Dalam konteks metodologis seperti inilah pendidikan pesantren dipandang penting untuk melakukan reposisi di era disrupsi. Apalagi sejarah dan peradaban Islam yang gilang-gemilang menunjukkan bahwa umat Islam menguasai rumpun ilmu pengetahuan agama, ilmu pengetahuan sosial, dan ilmu pengetahuan alam, tepatnya pada abad klasik.

Bahkan selain ketiga metode di atas, umat Islam juga sangat akrab dengan metode jadali yang menghasilkan rumpun filsafat seperti metafisika, kosmologi, ilmu jiwa dan lain-lain. Ada juga metode irfani yang menghasilkan ilmu laduni. Tak ada pilihan, pesantren di Indonesia harus menggunakan kelima metodologi ilmu pengetahuan yang telah diuraikan.

Selain reposisi metodologis, pesantren juga harus merubah cara berpikir dari deduktif-normatif ke induktif-empiris, sebab era disrupsi meniscayakan cara berpikir seperti ini. Maksudnya, pesantren harus mempersiapkan santri yang berpikir maju dalam merespons semua fenomena sesuai yang terjadi di depan mata dan akan terjadi pada masa depan.

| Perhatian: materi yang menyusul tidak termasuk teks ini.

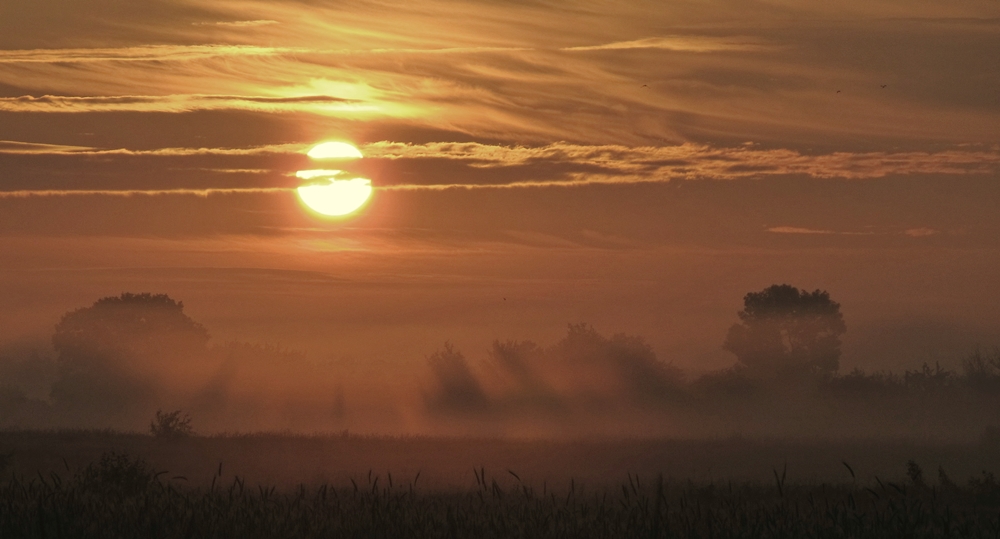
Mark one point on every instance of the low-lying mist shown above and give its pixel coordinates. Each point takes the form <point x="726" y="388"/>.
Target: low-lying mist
<point x="116" y="363"/>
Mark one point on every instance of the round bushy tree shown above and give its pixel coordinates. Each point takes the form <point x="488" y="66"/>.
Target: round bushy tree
<point x="784" y="329"/>
<point x="107" y="352"/>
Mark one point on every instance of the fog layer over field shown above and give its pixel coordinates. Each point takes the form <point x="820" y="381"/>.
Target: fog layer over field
<point x="115" y="363"/>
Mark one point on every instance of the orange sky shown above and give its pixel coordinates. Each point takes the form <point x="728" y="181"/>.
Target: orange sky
<point x="639" y="166"/>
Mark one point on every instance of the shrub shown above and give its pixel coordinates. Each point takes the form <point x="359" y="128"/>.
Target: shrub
<point x="171" y="425"/>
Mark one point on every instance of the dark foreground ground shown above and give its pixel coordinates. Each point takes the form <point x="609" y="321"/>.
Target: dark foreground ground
<point x="103" y="484"/>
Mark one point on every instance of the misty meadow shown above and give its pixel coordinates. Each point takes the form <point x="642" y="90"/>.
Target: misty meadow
<point x="591" y="436"/>
<point x="115" y="363"/>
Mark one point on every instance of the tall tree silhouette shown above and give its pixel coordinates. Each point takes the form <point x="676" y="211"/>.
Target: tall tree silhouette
<point x="108" y="353"/>
<point x="784" y="330"/>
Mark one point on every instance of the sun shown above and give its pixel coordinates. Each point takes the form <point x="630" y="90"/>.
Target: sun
<point x="334" y="150"/>
<point x="333" y="193"/>
<point x="327" y="194"/>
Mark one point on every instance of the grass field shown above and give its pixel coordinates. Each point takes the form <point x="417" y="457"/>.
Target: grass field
<point x="110" y="484"/>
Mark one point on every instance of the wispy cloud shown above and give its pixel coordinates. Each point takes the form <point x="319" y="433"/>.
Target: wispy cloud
<point x="16" y="147"/>
<point x="141" y="192"/>
<point x="183" y="103"/>
<point x="680" y="44"/>
<point x="146" y="53"/>
<point x="698" y="161"/>
<point x="238" y="24"/>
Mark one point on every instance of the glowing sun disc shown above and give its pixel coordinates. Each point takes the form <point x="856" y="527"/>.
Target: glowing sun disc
<point x="336" y="197"/>
<point x="334" y="150"/>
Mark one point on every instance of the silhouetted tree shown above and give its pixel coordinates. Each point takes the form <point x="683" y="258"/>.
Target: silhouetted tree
<point x="458" y="389"/>
<point x="105" y="351"/>
<point x="783" y="329"/>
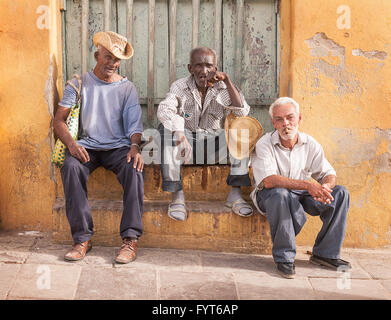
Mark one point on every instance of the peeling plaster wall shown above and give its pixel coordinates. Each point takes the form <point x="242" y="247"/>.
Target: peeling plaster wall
<point x="26" y="190"/>
<point x="342" y="79"/>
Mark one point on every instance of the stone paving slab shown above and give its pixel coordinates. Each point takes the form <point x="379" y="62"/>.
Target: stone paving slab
<point x="36" y="281"/>
<point x="97" y="257"/>
<point x="196" y="286"/>
<point x="260" y="287"/>
<point x="181" y="274"/>
<point x="8" y="273"/>
<point x="227" y="262"/>
<point x="117" y="284"/>
<point x="345" y="289"/>
<point x="176" y="260"/>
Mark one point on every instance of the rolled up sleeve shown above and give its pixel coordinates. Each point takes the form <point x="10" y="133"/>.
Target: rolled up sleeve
<point x="70" y="95"/>
<point x="224" y="99"/>
<point x="132" y="116"/>
<point x="320" y="167"/>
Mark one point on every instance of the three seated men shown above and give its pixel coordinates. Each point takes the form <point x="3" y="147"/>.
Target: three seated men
<point x="192" y="129"/>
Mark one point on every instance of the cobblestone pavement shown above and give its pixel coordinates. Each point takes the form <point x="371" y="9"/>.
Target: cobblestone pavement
<point x="32" y="267"/>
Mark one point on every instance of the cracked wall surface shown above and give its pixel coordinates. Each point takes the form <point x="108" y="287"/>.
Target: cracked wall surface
<point x="341" y="78"/>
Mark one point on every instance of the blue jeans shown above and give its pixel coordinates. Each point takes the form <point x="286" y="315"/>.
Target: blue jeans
<point x="285" y="210"/>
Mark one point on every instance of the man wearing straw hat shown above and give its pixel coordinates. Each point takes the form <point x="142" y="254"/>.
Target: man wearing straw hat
<point x="192" y="120"/>
<point x="284" y="161"/>
<point x="110" y="135"/>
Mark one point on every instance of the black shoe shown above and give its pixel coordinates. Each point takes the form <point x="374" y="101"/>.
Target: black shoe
<point x="286" y="269"/>
<point x="334" y="264"/>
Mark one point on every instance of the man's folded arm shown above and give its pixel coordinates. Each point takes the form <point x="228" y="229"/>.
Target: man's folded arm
<point x="167" y="113"/>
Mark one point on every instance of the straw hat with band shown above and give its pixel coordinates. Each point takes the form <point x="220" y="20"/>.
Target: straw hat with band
<point x="115" y="43"/>
<point x="240" y="144"/>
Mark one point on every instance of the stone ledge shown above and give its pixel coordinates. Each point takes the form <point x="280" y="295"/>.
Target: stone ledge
<point x="210" y="226"/>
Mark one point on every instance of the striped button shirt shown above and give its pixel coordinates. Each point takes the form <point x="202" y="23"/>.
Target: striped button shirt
<point x="305" y="161"/>
<point x="182" y="108"/>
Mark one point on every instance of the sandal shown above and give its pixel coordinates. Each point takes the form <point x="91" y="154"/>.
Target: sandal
<point x="239" y="204"/>
<point x="330" y="263"/>
<point x="177" y="209"/>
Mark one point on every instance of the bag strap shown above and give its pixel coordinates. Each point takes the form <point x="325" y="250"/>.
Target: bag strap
<point x="78" y="90"/>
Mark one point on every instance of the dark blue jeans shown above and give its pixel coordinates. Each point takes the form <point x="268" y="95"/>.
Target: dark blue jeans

Sebab ulama seperti Imam Syafii (wafat 204 Hijriah), saat menulis buku fikih al-Umm, tidak ditulis dengan hanya menggunakan metode bayani, tapi juga burhani dan ijbari. Beliau juga tidak hanya menggunakan cara berpikir deduktif-normatif dengan merujuk kepada al-Qur’an dan al-Hadits, tapi juga menggunakan cara berpikir induktif-empiris.(sam/mf)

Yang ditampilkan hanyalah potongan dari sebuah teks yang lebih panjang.